Tags: Language and Literature


       

 

6 responses so far ↓

  • 1 dan // Nov 8, 2007 at 7:28 pm

    umm…sure. or one could note that “civil libertarians,” in your strict sense of the phrase, are such a vanishingly small and irrelevant force in contemporary politics that they played no role in this debate over what would presumably have been one of the bigger items on their legislative agenda, if they had one. From this, one might be tempted to conclude that, rather than trying to “brand itself as a defender of something they oppose,” they were more likely to have been unaware of any academic distinction between the two phrases; hard-core libertarians are too fringy a fringe group for anybody to bother trying to steal their language. Sorry to break it to you, but…

  • 2 Julian Sanchez // Nov 8, 2007 at 10:41 pm

    The word “libertarian” appears nowhere in my post. I’m pointing up the distinction between a “civil right” and a “civil liberty” traditionally recognized by literate people… admittedly perhaps also a fringe group. This has nothing to do with “hard-core libertarians” and “their language,” except insofar as “their language” is “English.”
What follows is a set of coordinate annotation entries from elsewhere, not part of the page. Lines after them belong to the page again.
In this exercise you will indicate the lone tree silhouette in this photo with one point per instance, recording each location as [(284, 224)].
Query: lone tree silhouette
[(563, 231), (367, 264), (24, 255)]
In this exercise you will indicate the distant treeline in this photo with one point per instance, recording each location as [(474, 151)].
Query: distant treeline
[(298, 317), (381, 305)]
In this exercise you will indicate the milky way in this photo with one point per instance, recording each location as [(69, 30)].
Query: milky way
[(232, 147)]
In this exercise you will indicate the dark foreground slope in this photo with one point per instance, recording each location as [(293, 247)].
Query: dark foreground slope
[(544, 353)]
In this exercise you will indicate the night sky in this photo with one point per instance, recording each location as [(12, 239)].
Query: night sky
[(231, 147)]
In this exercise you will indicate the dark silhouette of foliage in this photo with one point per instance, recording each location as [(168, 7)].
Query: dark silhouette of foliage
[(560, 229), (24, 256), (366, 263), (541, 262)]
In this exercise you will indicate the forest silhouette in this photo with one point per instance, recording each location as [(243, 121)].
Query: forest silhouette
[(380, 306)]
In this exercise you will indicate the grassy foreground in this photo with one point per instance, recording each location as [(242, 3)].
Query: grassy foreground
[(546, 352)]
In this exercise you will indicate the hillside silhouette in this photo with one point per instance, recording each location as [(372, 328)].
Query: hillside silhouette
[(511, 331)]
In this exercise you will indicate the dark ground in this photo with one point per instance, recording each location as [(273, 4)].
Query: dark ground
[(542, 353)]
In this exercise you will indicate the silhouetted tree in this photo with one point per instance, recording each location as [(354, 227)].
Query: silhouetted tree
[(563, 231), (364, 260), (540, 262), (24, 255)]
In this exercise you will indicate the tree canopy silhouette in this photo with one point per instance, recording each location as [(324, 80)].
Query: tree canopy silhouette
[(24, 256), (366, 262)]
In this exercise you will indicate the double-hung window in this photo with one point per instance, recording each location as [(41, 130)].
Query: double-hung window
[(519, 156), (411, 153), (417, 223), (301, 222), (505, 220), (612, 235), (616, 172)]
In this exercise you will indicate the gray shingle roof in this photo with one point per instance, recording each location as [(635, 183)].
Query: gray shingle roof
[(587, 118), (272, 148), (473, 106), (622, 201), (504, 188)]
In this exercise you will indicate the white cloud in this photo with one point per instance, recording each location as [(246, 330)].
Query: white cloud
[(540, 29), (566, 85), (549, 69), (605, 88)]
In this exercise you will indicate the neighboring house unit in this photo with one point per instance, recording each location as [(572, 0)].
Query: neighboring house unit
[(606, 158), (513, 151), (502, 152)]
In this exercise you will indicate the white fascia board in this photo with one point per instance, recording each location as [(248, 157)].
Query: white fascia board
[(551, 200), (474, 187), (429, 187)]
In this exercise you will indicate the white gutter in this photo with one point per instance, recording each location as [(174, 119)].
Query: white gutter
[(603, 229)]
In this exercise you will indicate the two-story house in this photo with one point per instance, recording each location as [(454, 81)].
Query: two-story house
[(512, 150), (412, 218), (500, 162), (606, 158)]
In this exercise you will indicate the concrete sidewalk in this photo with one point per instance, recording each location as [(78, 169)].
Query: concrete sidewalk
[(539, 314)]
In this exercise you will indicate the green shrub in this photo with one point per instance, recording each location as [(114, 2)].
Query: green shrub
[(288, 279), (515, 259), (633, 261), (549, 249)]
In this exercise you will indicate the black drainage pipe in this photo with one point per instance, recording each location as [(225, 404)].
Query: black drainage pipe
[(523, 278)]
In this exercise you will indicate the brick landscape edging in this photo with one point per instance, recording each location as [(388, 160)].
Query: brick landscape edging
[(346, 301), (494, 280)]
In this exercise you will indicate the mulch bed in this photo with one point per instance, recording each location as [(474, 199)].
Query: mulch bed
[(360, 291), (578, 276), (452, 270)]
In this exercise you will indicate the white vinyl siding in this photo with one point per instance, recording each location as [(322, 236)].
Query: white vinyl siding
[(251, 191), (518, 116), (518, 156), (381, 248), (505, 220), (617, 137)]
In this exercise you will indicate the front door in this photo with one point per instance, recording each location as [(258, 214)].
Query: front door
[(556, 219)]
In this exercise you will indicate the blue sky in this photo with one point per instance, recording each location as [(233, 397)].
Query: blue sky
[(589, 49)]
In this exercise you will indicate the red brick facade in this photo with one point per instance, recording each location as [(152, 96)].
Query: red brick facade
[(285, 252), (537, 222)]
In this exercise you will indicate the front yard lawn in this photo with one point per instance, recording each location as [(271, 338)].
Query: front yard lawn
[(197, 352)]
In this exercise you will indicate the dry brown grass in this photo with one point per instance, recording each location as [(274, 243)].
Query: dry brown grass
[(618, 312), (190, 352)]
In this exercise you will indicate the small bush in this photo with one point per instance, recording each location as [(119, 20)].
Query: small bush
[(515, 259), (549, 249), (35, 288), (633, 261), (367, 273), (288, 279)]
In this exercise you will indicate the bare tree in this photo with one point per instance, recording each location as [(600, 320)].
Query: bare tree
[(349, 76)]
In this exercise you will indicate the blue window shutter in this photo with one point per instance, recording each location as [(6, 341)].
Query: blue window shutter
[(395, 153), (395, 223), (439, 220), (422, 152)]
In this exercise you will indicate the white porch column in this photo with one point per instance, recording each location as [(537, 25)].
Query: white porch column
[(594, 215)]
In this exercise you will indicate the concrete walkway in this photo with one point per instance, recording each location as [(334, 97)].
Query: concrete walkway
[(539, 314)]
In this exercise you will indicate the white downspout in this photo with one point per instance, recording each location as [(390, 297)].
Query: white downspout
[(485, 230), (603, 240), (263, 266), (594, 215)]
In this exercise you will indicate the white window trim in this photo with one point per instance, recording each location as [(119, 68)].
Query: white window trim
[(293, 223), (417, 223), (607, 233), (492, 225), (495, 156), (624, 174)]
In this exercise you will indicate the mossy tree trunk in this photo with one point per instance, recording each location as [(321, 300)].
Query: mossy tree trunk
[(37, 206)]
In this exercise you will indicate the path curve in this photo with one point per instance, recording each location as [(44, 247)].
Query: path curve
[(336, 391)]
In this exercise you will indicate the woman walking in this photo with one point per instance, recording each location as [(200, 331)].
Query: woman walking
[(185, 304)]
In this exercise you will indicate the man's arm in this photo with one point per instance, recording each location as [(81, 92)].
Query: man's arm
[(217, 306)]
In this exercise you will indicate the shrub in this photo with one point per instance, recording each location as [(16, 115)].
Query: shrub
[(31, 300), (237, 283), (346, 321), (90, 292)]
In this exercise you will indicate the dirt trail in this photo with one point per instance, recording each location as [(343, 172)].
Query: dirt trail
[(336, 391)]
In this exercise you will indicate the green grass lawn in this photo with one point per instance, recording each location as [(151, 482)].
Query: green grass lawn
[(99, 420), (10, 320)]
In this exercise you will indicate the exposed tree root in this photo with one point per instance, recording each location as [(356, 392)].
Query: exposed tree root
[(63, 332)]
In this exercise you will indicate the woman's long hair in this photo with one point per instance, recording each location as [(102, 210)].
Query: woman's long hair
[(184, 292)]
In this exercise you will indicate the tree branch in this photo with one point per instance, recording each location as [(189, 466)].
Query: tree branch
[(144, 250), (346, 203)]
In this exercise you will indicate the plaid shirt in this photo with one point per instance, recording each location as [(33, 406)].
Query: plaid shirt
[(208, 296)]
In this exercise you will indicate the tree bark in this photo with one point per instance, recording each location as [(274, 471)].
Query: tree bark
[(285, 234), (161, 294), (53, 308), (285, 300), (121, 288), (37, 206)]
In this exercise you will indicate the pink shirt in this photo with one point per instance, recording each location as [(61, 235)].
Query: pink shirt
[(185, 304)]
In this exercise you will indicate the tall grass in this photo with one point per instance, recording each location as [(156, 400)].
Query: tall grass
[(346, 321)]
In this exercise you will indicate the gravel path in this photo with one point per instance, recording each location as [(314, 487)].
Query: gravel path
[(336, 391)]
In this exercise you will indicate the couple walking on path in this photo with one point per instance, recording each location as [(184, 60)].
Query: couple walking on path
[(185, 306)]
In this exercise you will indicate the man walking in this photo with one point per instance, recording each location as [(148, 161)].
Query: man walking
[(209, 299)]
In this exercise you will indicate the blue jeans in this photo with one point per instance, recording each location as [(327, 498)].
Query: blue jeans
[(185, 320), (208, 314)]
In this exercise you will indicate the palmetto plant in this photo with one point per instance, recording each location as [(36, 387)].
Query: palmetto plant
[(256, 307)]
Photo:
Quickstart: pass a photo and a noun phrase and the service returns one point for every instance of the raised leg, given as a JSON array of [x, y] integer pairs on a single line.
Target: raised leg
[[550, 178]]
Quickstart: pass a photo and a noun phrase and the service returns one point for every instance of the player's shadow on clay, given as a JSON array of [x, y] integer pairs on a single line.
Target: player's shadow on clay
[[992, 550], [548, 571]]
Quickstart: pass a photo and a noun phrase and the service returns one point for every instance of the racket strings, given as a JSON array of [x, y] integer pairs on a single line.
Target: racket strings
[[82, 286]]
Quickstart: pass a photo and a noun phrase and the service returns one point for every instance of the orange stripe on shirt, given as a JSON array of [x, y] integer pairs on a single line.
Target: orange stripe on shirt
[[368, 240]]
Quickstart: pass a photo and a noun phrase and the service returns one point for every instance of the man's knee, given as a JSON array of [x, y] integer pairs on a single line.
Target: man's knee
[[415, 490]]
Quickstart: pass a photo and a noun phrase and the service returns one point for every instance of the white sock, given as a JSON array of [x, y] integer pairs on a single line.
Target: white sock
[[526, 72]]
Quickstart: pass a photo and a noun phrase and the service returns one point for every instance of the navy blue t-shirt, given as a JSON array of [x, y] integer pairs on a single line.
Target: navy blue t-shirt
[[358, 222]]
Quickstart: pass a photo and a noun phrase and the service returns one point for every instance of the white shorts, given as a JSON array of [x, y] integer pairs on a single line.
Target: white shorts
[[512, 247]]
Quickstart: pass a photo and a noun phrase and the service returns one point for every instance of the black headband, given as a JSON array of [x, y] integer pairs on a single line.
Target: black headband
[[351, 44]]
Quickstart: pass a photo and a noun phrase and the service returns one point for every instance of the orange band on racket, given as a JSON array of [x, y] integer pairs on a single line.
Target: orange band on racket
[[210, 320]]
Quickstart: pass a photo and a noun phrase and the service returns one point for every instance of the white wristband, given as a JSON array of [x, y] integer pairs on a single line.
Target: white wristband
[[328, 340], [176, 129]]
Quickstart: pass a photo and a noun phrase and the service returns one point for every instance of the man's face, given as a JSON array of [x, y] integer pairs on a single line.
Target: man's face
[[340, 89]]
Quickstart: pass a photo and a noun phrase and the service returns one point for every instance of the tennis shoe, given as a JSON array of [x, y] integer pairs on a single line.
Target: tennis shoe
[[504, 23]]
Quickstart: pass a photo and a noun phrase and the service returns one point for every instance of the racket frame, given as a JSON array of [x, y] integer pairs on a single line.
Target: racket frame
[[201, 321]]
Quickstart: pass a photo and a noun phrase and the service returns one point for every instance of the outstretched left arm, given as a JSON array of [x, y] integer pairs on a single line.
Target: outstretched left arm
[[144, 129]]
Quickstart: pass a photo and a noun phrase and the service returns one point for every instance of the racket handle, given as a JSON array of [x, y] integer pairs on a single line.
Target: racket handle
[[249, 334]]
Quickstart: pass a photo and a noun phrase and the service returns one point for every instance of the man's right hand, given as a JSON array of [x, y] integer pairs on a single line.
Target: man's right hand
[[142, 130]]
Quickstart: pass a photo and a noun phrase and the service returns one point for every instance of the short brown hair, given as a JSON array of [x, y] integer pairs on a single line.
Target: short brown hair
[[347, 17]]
    http://www.commonplacebook.com/current_events/politics/difference_betw.shtm

  • 3 Julian Elson // Nov 9, 2007 at 12:06 am

    Accepting your view of civil liberties, do you really think that it’s impossible for exemptions to laws which themselves impinge on civil liberties to be worse for civil liberties than consistent enforcement of the aforementioned impinging laws without such exemptions?

    Obviously, you wouldn’t approve of a law that said “campaign advertisements are prohibited one week before the election,” but taking such a law as a given, would you really approve of loosening that law’s civil liberties-impinging grip by creating a very specific exception like “campaign advertisements are prohibited one week before the election, except those sponsored through religious organizations?”

    Now, admittedly, the civil liberties groups in question — assuming that the article is referring to the groups it refers to later, the Human Rights Campaign and the National Gay and Lesbian Task Force — were not (as far as I know) saying anything like the hypothesized argument of “this act impinges on civil liberties generally, but these specific, narrrow exemptions make it worse, not better.” Still, opposing specific exemptions to laws which impinge on civil liberties doesn’t automatically disqualify them from being civil liberties advocates if they viewed the exemptions as making the laws worse, even if supporting the law more broadly does disqualify them from being civil liberties advocates as such.

    Or do you think I’m still confusing civil liberties and civil rights?

  • 4 dan // Nov 9, 2007 at 8:10 am

    It’s not that I disagree with the distinction, or even that I don’t recognize it’s sometimes useful. Go forth and educate the world. It’s your implication of nefarious intent I find objectionable, and more to the point, implausible.

  • 5 Julian Sanchez // Nov 9, 2007 at 9:34 am

    Oh, I don’t actually imagine there’s any nefarious intent; the last sentence was somewhat tongue in cheek.

  • 6 David T // Nov 20, 2007 at 1:22 pm

    I would take issue with you that “civil liberties” was traditionally used only with reference to *governmental* imposition. Was the ACLU going beyond its jurisdction in supporting anti-lynching legislation decades ago, long before its 1960’s turn to the Left? (Lynching, to be sure, was sometimes actively supported by the state, but often the state took a passive role, either unwilling or unable to stop it. Now of course you may say that stopping lynching is a *legitimate* use of state authority, but that is another matter.)